I obviously don’t have the good oil on the state of trade negotiations. I thought it was a dead cert that the Trans-Pacific Partnership was going to be agreed to over the weekend in Hawaii.
I can’t say I shed a tear though. For mine, the TPP, and the series of bilateral deals Australia has struck, opens us up to all sorts of downside risks for too little upside.
First, let’s start with the benefits. These are a bit complicated. Reducing barriers preferentially may not work out to be a net benefit at all. A classic shortcoming of bilateral or regional trade deals is trade diversion.
Giving preferences to a country, or a subset of countries, means we may no longer be buying our goods and services from the cheapest supplier. Imports are diverted from the low-cost provider to a country that’s less competitive. That’s a cost to us.
Whether this is, in fact, a problem is an empirical issue. It’s why modellers are employed to do the sums on these agreements. On the whole, for agreements Australia has signed in the past, the calculations show the overall economy expanding after an FTA comes into effect, so trade diversion may not be a deal-breaker.

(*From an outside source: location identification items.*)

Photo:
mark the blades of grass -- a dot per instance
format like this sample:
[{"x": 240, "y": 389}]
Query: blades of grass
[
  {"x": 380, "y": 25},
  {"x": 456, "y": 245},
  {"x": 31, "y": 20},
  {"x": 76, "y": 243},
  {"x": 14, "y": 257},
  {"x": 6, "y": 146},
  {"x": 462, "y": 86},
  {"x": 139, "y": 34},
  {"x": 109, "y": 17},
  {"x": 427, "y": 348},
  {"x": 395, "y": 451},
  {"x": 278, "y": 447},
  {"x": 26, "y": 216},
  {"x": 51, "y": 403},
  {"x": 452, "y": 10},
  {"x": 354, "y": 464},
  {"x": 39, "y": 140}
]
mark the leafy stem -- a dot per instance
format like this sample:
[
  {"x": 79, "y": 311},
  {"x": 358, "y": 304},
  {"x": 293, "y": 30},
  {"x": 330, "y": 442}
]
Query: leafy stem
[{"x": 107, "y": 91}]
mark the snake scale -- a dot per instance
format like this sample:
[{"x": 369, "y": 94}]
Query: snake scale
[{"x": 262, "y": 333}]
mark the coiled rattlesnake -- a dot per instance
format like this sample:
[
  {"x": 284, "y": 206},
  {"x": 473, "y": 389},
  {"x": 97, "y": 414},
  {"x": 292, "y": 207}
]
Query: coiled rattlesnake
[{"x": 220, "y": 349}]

But these studies also show the benefits of the agreements to be small. For example, the Department of Foreign Affairs and Trade released some modelling by the Centre for International Economics in June. This showed the marquee trade agreements of the past couple of years (with Japan, Korea, and China) would boost GDP by only 0.05-0.1 per cent. That’s not GDP growth, that’s the level of GDP. To get the average effect on growth, shift the decimal point at least one place further left.
And there are factors that may push that estimate down. You see, with these preferential trade deals, rules-of-origin requirements limit the impact. In order to gain the preferential tariff, companies need to show their goods are made in a partner country. This red tape means many companies do not bother with the preferential tariff. In a separate modelling exercise for the Australia-US Free-Trade Agreement, Philippa Dee, now of the Australian National University, conjectured that rules-of-origin requirements reduced the effect of liberalisation by at least a third.
Still, what’s the problem? Even if these agreements offer benefits that are difficult to see until the third decimal point, the benefits are probably still positive. But what about the downside risks?
Two particularly contentious provisions of the TPP, and other agreements Australia has signed, are the intellectual property and investor protection provisions. Australia is an importer of intellectual property, so strengthening protections will end up costing us. Investor protections have a dirty name after Philip Morris has claimed damages against Australia over plain-packaging laws.
Let’s start with investor protection. Presumably, those crafting the Australia-Hong Kong bilateral investment treaty, the treaty Philip Morris is using to claim damages, did not anticipate it would be used in such a way.
After all, following the signing of the Korea-Australia Free-Trade Agreement (KAFTA), Andrew Robb said “you could not have the plain-packaging exercise repeated” using provisions in KAFTA. Such a possibility, he said, had been carved out. But when Professor Luke Nottage was asked if KAFTA would prevent similar cases, he responded, “the answer is no under the current wording”. Suddenly I’m not so confident. Can we anticipate what we are agreeing to?
It’s difficult to spin any sort of increase in intellectual property protection as good for Australia. That’s perhaps why the government “does not support any proposals that would require changes to Australia’s current intellectual property arrangements”. If we do see changes arising from the TPP, I guess we can conclude the government failed.
In any case, Professor Kimberlee Weatherall, from the University of Sydney, wrote the following after studying the leaked TPP IP chapter from August 2013: “A range of big-picture questions arise as to the relationship between any TPP IP chapter and other obligations to which countries may be subject, and I’m not at all convinced we know the answers.” Again, there’s significant downside risk here.
Those with concerns about the TPP cannot be dismissed as antitrade Luddites. The Productivity Commission has voiced its concerns about the direction of Australia’s trade policy, and its free- trade bona fides cannot be questioned. The aggregate benefits to Australia’s trade policy are probably small, and the downside risks are real. We need more than tenuous reassurances. We need to seriously address these concerns. If not, we could be heading in a direction that is bad for Australia.
Leon Berkelmans is the director of the International Economy Program with the Lowy Institute.